Yes, that is correct. Just to show the math:

d/dx[√2ln(x)+1]
=1/2√2ln(x)+1 * 2/x
=2/x * 1/2 * 1/√2ln(x)+1

Mark44
Mentor
You are missing several sets of parentheses.
Yes, that is correct. Just to show the math:

d/dx[√2ln(x)+1]
Most would interpret the part in brackets above as √2 * ln(x)+1, rather than √(2ln(x)+1).
=1/2√2ln(x)+1 * 2/x
Most would interpret the above as
1/2 * √2ln(x) + 2/x, which I don't think is what you intended.
=2/x * 1/2 * 1/√2ln(x)+1

You're right, perhaps I should have put 2ln(x) + 1 in parentheses, but I think he gets what I mean haha. Nonetheless, I appreciate the correction. Thank you!
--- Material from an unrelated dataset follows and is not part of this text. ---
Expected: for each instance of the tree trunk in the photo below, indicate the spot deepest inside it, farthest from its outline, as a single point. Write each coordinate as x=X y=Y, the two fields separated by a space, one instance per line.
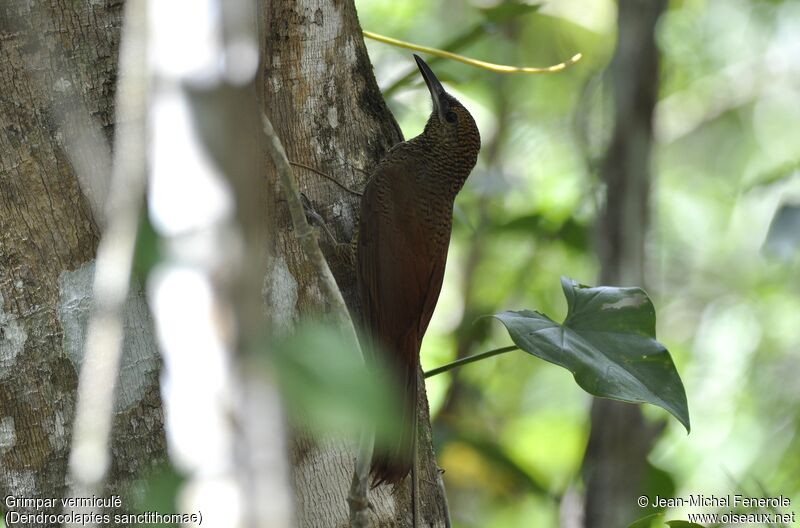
x=615 y=461
x=58 y=63
x=320 y=93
As a simpler alternative to using the chain rule, you can do this:

$y = \sqrt{2\ln(x) + 1}$
$\Rightarrow y^2 = 2\ln(x) + 1$
Differentiating implicitly,
$2y\frac{dy}{dx} = \frac{2}{x}$
$\Rightarrow \frac{dy}{dx} = \frac{1}{xy}$
Hm, how does this take in to account the fact that squaring the equation will give multiple values?
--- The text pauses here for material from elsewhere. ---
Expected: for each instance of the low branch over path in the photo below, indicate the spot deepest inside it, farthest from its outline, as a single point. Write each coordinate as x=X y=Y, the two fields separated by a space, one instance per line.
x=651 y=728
$y^2=2\ln(x)+1$ is a set of two equations, namely $$y= \sqrt{2\ln(x) + 1}$$ and $$y= -\sqrt{2\ln(x) + 1}$$
Will the derivative also be multiple valued? It doesn't seem like it since $\frac{1}{xy}$ is a singled valued funtion. What am I missing?

Mark44
Mentor
As a simpler alternative to using the chain rule, you can do this:

$y = \sqrt{2\ln(x) + 1}$
$\Rightarrow y^2 = 2\ln(x) + 1$
Differentiating implicitly,
$2y\frac{dy}{dx} = \frac{2}{x}$
$\Rightarrow \frac{dy}{dx} = \frac{1}{xy}$
Hm, how does this take in to account the fact that squaring the equation will give multiple values?
Actually it doesn't in this case. That's something that I considered but didn't mention before. In the first equation, the square root term is necessarily nonnegative, which means that y must also be nonnegative. So squaring both sides doesn't introduce extraneous solutions that weren't present in the original equation.
$y^2=2\ln(x)+1$ is a set of two equations, namely $$y= \sqrt{2\ln(x) + 1}$$ and $$y= -\sqrt{2\ln(x) + 1}$$
Will the derivative also be multiple valued?
I don't understand what you're asking. The derivative will not be multiple valued.
It doesn't seem like it since $\frac{1}{xy}$ is a singled valued funtion. What am I missing?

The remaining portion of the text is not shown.